BurnBot RX burns unwanted vegetation without emitting plumes of smoke.

Lora Kolodny for CNBC

Last year’s record-breaking heat wave worsened drought and drought conditions across the world, a situation particularly calamitous for California, which saw 13 of the 20 most destructive wildfires in human history. the state since 2017.

In South San Francisco, a small startup is working on a high-tech approach to wildfire prevention.

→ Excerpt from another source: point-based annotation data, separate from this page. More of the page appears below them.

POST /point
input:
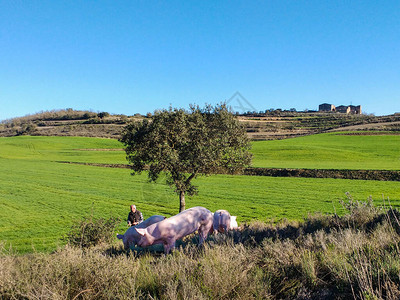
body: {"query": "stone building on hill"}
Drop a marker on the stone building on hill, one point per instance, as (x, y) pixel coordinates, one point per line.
(344, 109)
(327, 107)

Anukool Lakhina and Waleed “Lee” Haddad founded BurnBot in 2022 to develop robots and remote-controlled vehicles that can munch on and burn invasive plants or other dry vegetation that can fuel fires if left fallow.

BurnBot just raised $20 million in funding led by climate-focused ReGen Ventures to expand, hire and develop new machines that can traverse steeper hills and access more open spaces. restricted.

Before BurnBot, firefighters and landowners had to resort to expensive, time-consuming, and more dangerous options like grazing vegetation (usually with goats), burning it, applying herbicides, or removing vegetation mechanically with a mix of equipment and manual labor.

“The traditional way to do prescribed burning is with drip torches, and that requires a lot of people,” said Lakhina, CEO of BurnBot. “A drip torch is like a diesel watering can. You go around, you drop some diesel, then you light it.”

Burnbot’s current model, the RX, is a remote-controlled vehicle that looks like a cross between an oversized Zamboni and a steel stove with a set of fire extinguishers strapped to its back. Like other agricultural and construction equipment, the RX moves on tank-like tracks and wheels, which allow it to maneuver over rough fields.

Within the RX’s chambers are several rows of torches that emit blue flames and precisely adjust heat levels to eliminate unwanted vegetation or other fuel on the ground. The BurnBot RX’s chambers also trap and burn smoke from burning vegetation, so it does not pollute the air of surrounding communities. Once the torch is finished, the RX sprays water repeatedly to extinguish any remaining embers.

Inside the chambers BurnBot RX torches are lit to do the work of a prescribed burn.

Lora Kolodny for CNBC

Lakhina said BurnBot’s systems can be used where traditional controlled burns won’t work. For example, blowtorch burns produce a large amount of smoke, sufficiently conductive to interfere with the proper operation of power lines or high-voltage equipment. BurnBot machines can be used even under power lines.

The company aims to make every person working in fire prevention 10 times more efficient than they were with old methods, Lakhina said.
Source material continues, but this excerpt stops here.